Sweet Potato Caramel Crumble Cheesecake: A Rich, Creamy, and Irresistible Treat
If you're looking for a dessert that brings together soul-warming flavors and decadent texture, this Sweet Potato Caramel Crumble Cheesecake is the one. A buttery cookie crust, silky smooth cheesecake infused with sweet potatoes, rich homemade caramel, and a cinnamon-sugar crumble topping-this is comfort food at its finest.
Course: Dessert
Cuisine: Southern
Keyword: caramel cheesecake, southern dessert, sweet potato cheesecake
- For the Cheesecake Filling:
- 2 bars 16 oz cream cheese, softened
- 8 oz sour cream
- 2 large eggs
- 1 tsp vanilla extract
- 1/2 cup sugar
- 3 –4 baked sweet potatoes
- 2 –4 tbsp melted butter
- 1/4 –1/2 cup brown sugar
- For the Crust:
- 3 cups crushed cookies Oreo, graham crackers, or your favorite
- 1 stick melted butter
- For the Caramel Sauce:
- 1/2 –1 cup sugar
- 1/4 –1/2 cup heavy whipping cream
- For the Cinnamon Crumble Topping:
- 3 tbsp butter melted
- 1/3 cup flour
- 1/4 cup brown sugar
- 1/2 tsp cinnamon
- Pinch of salt
Preheat oven to 350°F (175°C). Line an 8-inch springform pan with parchment paper. Mix crushed cookies with melted butter until texture resembles wet sand. Press into the bottom of the pan. Bake for 5 minutes and cool.
Beat softened cream cheese in a large bowl until smooth. Gradually mix in sugar, vanilla, and sour cream. Add eggs one at a time, mixing well after each.

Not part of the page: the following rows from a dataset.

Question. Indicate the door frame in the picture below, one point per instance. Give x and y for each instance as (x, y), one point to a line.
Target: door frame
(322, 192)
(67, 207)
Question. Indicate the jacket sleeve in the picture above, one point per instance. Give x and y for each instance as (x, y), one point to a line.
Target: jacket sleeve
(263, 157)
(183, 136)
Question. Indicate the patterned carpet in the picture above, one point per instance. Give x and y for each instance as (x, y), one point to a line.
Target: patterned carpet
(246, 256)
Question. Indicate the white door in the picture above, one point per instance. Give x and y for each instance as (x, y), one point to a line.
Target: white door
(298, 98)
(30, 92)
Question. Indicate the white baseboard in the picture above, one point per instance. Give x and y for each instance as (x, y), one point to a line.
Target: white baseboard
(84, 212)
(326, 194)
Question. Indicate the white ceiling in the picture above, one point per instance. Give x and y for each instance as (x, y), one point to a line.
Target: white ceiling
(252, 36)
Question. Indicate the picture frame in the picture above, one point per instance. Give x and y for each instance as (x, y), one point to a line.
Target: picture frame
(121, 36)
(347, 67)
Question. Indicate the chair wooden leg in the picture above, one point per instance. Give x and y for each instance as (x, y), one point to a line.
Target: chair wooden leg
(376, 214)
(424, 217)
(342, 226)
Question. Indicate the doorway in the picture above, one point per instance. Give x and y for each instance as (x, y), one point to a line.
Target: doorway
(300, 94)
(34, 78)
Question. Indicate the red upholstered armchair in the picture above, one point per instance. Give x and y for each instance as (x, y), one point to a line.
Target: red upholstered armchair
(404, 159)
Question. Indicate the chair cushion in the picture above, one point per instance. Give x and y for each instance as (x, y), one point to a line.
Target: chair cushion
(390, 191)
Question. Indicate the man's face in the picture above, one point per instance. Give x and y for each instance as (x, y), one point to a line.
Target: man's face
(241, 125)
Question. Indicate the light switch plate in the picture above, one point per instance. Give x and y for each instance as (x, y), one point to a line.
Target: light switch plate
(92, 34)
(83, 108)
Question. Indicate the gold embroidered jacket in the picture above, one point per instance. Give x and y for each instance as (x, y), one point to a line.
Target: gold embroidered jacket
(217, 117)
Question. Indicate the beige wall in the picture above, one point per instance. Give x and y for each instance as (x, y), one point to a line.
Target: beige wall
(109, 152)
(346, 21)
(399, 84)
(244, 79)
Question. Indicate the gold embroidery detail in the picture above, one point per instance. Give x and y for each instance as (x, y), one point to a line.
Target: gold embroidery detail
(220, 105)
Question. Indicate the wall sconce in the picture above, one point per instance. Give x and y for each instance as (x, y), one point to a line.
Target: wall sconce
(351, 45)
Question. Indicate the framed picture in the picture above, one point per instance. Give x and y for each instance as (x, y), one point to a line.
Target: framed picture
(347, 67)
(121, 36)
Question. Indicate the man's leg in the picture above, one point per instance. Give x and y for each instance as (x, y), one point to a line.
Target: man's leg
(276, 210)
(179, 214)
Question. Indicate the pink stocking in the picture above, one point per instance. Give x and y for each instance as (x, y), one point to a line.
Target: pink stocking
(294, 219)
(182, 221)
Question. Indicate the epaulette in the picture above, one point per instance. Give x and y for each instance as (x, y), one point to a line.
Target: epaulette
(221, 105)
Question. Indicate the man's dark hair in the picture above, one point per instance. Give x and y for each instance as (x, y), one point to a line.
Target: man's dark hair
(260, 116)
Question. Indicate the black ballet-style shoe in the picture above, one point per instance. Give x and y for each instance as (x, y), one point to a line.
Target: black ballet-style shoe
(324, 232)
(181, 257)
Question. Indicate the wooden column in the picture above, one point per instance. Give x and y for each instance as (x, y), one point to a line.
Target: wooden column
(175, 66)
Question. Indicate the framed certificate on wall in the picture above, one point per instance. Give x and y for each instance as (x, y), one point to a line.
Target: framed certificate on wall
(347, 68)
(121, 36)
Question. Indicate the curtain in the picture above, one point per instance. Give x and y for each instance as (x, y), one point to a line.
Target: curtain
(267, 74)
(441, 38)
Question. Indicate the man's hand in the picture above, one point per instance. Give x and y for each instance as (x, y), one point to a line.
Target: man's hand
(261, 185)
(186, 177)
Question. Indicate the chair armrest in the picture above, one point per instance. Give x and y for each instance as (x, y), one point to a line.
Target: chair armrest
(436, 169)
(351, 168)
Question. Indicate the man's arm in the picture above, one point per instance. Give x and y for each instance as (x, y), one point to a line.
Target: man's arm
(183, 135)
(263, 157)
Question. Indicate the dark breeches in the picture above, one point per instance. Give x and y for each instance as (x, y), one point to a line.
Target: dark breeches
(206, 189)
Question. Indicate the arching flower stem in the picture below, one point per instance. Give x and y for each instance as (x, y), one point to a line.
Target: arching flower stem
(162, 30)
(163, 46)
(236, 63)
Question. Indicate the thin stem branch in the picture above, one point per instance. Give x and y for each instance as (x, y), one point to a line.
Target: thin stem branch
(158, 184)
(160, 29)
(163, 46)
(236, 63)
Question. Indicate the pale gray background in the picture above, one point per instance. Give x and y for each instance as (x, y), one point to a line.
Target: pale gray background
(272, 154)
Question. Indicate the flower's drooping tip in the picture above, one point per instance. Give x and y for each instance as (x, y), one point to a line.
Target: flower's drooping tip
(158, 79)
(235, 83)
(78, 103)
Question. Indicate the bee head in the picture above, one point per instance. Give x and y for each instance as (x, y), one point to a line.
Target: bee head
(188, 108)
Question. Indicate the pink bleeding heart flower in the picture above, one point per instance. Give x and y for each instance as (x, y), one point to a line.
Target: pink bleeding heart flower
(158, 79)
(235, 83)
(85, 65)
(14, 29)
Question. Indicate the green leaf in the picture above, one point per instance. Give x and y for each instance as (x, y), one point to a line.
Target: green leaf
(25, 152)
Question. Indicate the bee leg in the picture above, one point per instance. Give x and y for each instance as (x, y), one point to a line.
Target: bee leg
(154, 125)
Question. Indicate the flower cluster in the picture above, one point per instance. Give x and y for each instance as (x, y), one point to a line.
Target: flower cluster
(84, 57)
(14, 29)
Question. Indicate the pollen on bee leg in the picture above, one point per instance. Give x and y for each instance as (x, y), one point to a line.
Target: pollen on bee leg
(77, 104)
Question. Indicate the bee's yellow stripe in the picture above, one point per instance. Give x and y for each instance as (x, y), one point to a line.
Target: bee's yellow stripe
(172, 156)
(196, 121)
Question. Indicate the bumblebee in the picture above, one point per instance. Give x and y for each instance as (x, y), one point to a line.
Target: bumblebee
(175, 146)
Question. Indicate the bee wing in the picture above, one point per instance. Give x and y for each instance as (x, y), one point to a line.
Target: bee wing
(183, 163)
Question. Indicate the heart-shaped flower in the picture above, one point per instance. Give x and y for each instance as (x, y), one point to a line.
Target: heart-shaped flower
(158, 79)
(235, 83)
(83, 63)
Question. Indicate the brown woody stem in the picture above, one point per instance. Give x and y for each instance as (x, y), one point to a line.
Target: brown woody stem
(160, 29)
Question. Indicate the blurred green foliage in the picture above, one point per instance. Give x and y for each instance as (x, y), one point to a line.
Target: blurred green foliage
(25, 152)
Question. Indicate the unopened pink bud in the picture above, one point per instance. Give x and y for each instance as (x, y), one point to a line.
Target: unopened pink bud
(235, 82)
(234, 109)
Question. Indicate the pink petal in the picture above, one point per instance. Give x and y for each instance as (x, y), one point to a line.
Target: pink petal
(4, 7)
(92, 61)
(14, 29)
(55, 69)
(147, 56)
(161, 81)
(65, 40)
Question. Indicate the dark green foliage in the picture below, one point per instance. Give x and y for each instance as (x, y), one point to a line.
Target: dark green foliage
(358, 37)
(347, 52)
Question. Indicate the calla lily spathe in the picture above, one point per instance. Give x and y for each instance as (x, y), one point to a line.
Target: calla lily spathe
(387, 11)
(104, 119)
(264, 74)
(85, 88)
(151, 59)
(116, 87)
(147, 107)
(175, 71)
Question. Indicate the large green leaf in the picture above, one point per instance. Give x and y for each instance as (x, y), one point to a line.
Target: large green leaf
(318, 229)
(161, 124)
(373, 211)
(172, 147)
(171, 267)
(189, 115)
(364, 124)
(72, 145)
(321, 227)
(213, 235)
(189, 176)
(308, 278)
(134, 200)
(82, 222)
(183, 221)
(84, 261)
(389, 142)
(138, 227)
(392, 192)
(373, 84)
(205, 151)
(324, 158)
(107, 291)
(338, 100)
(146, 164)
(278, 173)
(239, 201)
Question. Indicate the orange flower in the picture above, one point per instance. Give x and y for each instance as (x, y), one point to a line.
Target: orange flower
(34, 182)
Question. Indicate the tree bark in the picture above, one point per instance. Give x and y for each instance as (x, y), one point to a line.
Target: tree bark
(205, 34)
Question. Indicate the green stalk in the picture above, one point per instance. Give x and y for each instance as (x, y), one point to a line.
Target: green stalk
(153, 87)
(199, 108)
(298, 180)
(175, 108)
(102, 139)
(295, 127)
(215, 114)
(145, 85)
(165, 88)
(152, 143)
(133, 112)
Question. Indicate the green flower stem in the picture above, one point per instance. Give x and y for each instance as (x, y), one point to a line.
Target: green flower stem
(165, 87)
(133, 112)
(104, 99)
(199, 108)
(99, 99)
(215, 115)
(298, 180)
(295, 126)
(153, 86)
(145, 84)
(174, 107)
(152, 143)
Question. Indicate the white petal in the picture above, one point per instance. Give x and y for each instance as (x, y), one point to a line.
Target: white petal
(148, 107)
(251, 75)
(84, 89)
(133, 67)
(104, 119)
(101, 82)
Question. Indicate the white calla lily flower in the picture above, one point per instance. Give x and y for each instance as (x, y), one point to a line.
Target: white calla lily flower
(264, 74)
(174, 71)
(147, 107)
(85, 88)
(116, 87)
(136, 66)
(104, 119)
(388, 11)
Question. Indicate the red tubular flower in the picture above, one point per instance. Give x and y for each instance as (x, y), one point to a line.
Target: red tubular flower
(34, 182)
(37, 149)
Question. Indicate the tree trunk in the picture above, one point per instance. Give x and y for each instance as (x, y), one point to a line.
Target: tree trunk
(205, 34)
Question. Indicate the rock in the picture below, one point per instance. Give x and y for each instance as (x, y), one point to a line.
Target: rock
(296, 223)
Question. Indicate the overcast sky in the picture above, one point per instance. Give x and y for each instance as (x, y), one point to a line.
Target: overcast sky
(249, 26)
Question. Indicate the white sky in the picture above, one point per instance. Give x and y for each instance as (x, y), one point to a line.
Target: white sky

Mash sweet potatoes separately until smooth. Stir in melted butter, brown sugar, and a splash of vanilla. Blend some of the cheesecake base into the sweet potato mixture.
Pour sweet potato cheesecake batter over the crust, then gently layer remaining plain cheesecake mixture on top. Place the springform pan into a larger pan filled with hot water (water bath). Bake for 50–60 minutes until set. Cool completely before removing from pan.
In a saucepan over medium heat, melt sugar until golden. Slowly whisk in heavy cream until smooth. Let cool slightly.
Melt butter in a skillet. Stir in flour, brown sugar, cinnamon, and salt. Cook until crumbly. Cool.
Drizzle caramel over the cooled cheesecake. Top with cinnamon crumble. Slice and enjoy!